Multidimensional ion mobility (IM) and mass spectrometry separations have been applied successfully to the analysis of a wide range of analytes and demonstrate potential as a selective and high throughput analytical technique.
The direct analysis of pharmaceutical formulations from non-bonded reversed-phase thin layer chromatography (RP-TLC) plates by desorption electrospray ionisation (DESI) combined with drift tube ion mobility-mass spectrometry (IM-MS) has been investigated. The detection of active pharmaceutical ingredients is demonstrated with, and without, chromatographic separation of the active ingredients and formulation excipients. Varying the solvent composition of the DESI spray using a gradient allows selective desorption of pharmaceutical ingredients from the surface of the RP-TLC plate.
The potential of IM-MS in combination with high performance liquid chromatography (LC) for the metabonomic analysis of rat urine is reported. The approach allowed the acquisition of nested data sets, with mass spectra acquired at regular intervals during each IM separation and several IM spectra acquired during the elution of an LC peak. The application of LC combined with field asymmetric waveform ion mobility spectrometry (FAIMS) and ion trap mass spectrometry to a metabonomic study of rat urine, with subsequent data mining by artificial neural networks, allowed discrimination between young and old rats on the basis of LC-FAIMS-MS profiles.
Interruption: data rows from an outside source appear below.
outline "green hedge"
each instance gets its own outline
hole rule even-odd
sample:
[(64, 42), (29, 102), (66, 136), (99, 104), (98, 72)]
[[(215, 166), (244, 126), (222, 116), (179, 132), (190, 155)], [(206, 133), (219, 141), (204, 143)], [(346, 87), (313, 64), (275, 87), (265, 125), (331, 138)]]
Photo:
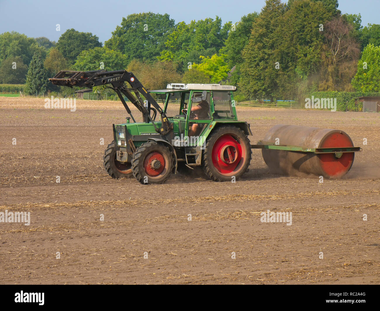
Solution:
[[(339, 92), (337, 91), (324, 92), (314, 92), (310, 96), (314, 98), (336, 98), (336, 110), (339, 111), (361, 111), (363, 109), (363, 103), (355, 104), (356, 99), (362, 96), (380, 96), (380, 93), (363, 92)], [(305, 98), (308, 97), (306, 96)]]
[(18, 93), (21, 91), (24, 92), (25, 84), (0, 84), (0, 92), (2, 93)]

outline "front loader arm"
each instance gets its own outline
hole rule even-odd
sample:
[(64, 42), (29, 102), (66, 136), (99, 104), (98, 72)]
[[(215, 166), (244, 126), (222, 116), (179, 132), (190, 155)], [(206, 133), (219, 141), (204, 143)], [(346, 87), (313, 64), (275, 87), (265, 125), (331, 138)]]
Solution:
[[(172, 129), (171, 124), (168, 119), (165, 112), (131, 72), (126, 70), (115, 70), (112, 71), (106, 71), (105, 70), (91, 71), (63, 70), (59, 72), (52, 78), (50, 78), (49, 80), (54, 84), (70, 87), (78, 86), (81, 87), (92, 88), (94, 86), (111, 84), (112, 85), (111, 88), (116, 92), (125, 110), (134, 122), (136, 121), (122, 93), (125, 95), (142, 113), (144, 122), (148, 122), (148, 120), (151, 121), (156, 131), (158, 133), (165, 135)], [(124, 85), (124, 82), (127, 82), (131, 87), (126, 87)], [(144, 104), (140, 94), (142, 95), (146, 98), (149, 104), (147, 103), (146, 105)], [(149, 104), (153, 106), (161, 115), (162, 125), (160, 128), (158, 128), (156, 126), (154, 122), (150, 117)]]

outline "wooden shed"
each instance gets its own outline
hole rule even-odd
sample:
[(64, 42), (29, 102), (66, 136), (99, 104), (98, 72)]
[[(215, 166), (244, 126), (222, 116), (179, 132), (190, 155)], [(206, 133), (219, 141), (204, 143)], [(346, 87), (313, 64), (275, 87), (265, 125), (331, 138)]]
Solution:
[(356, 100), (356, 103), (359, 101), (363, 103), (363, 112), (380, 112), (380, 96), (362, 96)]
[(92, 92), (92, 88), (84, 88), (82, 90), (78, 90), (76, 91), (74, 93), (76, 93), (76, 98), (79, 99), (83, 99), (83, 94), (84, 93), (89, 93)]

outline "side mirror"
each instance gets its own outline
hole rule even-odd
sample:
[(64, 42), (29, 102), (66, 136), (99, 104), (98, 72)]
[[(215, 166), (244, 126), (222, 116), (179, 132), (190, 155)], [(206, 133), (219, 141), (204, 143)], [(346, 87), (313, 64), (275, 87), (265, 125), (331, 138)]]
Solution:
[(207, 92), (203, 91), (201, 93), (194, 93), (192, 97), (192, 101), (193, 103), (200, 103), (203, 100), (206, 100), (207, 97)]

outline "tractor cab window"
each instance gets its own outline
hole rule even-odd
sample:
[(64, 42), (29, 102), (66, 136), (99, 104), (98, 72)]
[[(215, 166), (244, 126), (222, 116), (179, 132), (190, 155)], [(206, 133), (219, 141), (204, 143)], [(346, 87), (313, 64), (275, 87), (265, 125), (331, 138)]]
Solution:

The application of IM-MS to real-time reaction monitoring has also been investigated. Real-time reaction monitoring was carried out over a period of several hours, with the reaction mixture sampled and analysed at intervals of several minutes. Results indicate that spectral quality is improved when employing IM-MS, compared to mass spectrometry alone, as the complexity of the reaction mixture increases with time. The combined IM-MS approach has potential as a rapid and selective technique to aid pharmaceutical process control and for the elucidation of reaction mechanism.
A Doctoral Thesis. Submitted in partial fulfillment of the requirements for the award of Doctor of Philosophy of Loughborough University.